Chicago wheat futures rose for a fourth straight session on Monday amid expectations a likely export ban in Ukraine would shift overseas buyers to the United States and on concerns about dry weather in the southern Plains bread basket.
Soybeans rallied to recoup Friday’s losses as the largest harvest in the world began to wind down in the United States. Farmers were storing much of their crop, helping to strengthen prices at some Midwest cash markets.
Cash grain merchandisers said basis bids for soybeans in Indiana jumped 14 cents per bushel, while in Iowa they climbed 5 cents. The market was also supported by strong export demand, led by China, despite concerns over a slowdown in its growth.
Farmers had harvested 87 per cent of their corn crop, the U.S. Department of Agriculture’s weekly crop progress report on Monday showed. Analysts polled by Reuters had expected 89 per cent. The soybean harvest was 80 per cent complete, just below expectations for 82 per cent.

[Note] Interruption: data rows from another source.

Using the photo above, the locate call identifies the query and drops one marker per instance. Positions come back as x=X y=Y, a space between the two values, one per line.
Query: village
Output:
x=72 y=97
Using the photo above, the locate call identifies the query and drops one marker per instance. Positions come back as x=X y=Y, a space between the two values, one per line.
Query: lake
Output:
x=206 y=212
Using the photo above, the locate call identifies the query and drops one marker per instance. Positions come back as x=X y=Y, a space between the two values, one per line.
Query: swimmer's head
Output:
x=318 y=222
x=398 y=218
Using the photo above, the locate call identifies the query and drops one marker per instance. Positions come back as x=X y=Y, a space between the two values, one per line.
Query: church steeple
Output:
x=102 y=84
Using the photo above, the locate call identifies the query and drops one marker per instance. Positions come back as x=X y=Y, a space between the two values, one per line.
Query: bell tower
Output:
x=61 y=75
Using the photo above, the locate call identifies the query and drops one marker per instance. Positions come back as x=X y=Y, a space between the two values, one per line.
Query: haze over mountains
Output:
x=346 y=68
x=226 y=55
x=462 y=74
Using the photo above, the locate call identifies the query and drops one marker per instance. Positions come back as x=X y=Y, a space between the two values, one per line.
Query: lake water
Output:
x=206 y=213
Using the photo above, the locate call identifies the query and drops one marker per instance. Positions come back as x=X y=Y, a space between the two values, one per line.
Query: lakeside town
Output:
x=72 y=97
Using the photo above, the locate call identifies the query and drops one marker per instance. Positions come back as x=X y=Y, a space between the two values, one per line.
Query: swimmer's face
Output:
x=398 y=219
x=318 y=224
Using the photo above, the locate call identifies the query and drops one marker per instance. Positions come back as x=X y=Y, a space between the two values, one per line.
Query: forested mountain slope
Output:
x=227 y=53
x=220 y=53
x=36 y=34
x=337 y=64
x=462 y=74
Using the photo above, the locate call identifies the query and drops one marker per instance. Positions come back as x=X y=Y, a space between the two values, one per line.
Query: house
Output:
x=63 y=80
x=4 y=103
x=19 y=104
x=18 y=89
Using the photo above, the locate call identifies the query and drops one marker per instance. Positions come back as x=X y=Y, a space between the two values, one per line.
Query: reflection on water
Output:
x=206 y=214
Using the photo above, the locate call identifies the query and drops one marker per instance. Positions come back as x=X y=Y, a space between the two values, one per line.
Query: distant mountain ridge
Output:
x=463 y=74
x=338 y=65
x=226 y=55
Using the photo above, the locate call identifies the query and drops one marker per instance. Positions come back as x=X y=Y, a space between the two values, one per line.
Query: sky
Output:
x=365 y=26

The corn harvest in the top two producing states of Iowa and Illinois was 93 per cent and 92 per cent complete, respectively. Farmers in Iowa had harvested 96 per cent of the soybean crop, while in Illinois 80 per cent was harvested.
“Basis values are improving and the market typically finds the lows when we get past 50 per cent of the harvest,” said Brian Hoops, president of Midwest Market Solutions.
He was expecting funds to buy corn futures at the Chicago Board of Trade when the December contract breaks the 50-day moving average at $7.73-3/4 a bushel – just about 10 cents above where the contract was trading on Monday morning.
“We are just a dime away from funds coming into the corn market,” he added.
Prices for CBOT March soybeans and beyond gained less than the front months because of expectations for a record-large soybean crop in Brazil, the world’s No 2 exporter, which typically begins hitting export markets in March.
Brazilian analyst Safras e Mercado raised its estimate of the country’s soybean production to a record 82.5 million tonnes from its July estimate of 82.3 million due to farmers expanding the area to be planted with the oilseed.
CBOT December wheat gained 0.7 per cent to close at $8.78-1/4 a bushel. November soy climbed 0.8 per cent to $15.46-1/2 a bushel and December corn gave up the day’s gain to slip 0.03 per cent to $7.61-1/4 a bushel.
CBOT November soybeans have slumped 14 per cent, or about $2.49, from the all-time high of $17.94-3/4 per bushel set on Sept 4 as timely rains in August boosted yields. That prompted fund managers to cut their bullish bets in the market.
The wheat market has been rallying since last week on speculation by traders that Ukraine, the world’s ninth-largest exporter, would ban exports from Nov. 15 because dry weather reduced production by about one-third this year.
There was also support from concerns that dry weather in the Southern Plains wheat belt may hurt crop prospects.
“There’s not a whole lot of rain for the next week to 10 days,” said John Dee, a meteorologist for Global Weather Monitoring.
Ukraine’s agriculture ministry said on Friday that the current strong pace of wheat exports would exhaust the country’s stocks available for shipping abroad by Nov. 15-20.
It said traders had signed agreements to export 3.57 million tonnes of wheat as of Oct. 18.
The USDA has forecast Ukraine wheat exports this year at 4 million tonnes on a crop of 15.5 million tonnes.
Traders said Ukraine’s likely ban on wheat exports would also be supportive for corn as a sizable portion of Ukrainian wheat is used as a corn substitute in feed.
“It is bullish although not a runaway bullish story like two years ago,” Brandon Kliethermes, a senior economist at Global Insight-IHS said, referring to an export ban by Russia then that led to a significant rally in wheat futures.
“We knew something was coming, that there would be some sort of export limitations,” he said, adding that any ban by Ukraine could help U.S. corn exports. “U.S. corn is still overpriced but this (Ukraine ban) could turn the tide.”
Russia’s agriculture minister, Nikolai Fyodorov, has said he would oppose any ban on grain exports, quashing speculation the country could follow Ukraine, RIA Novosti reported.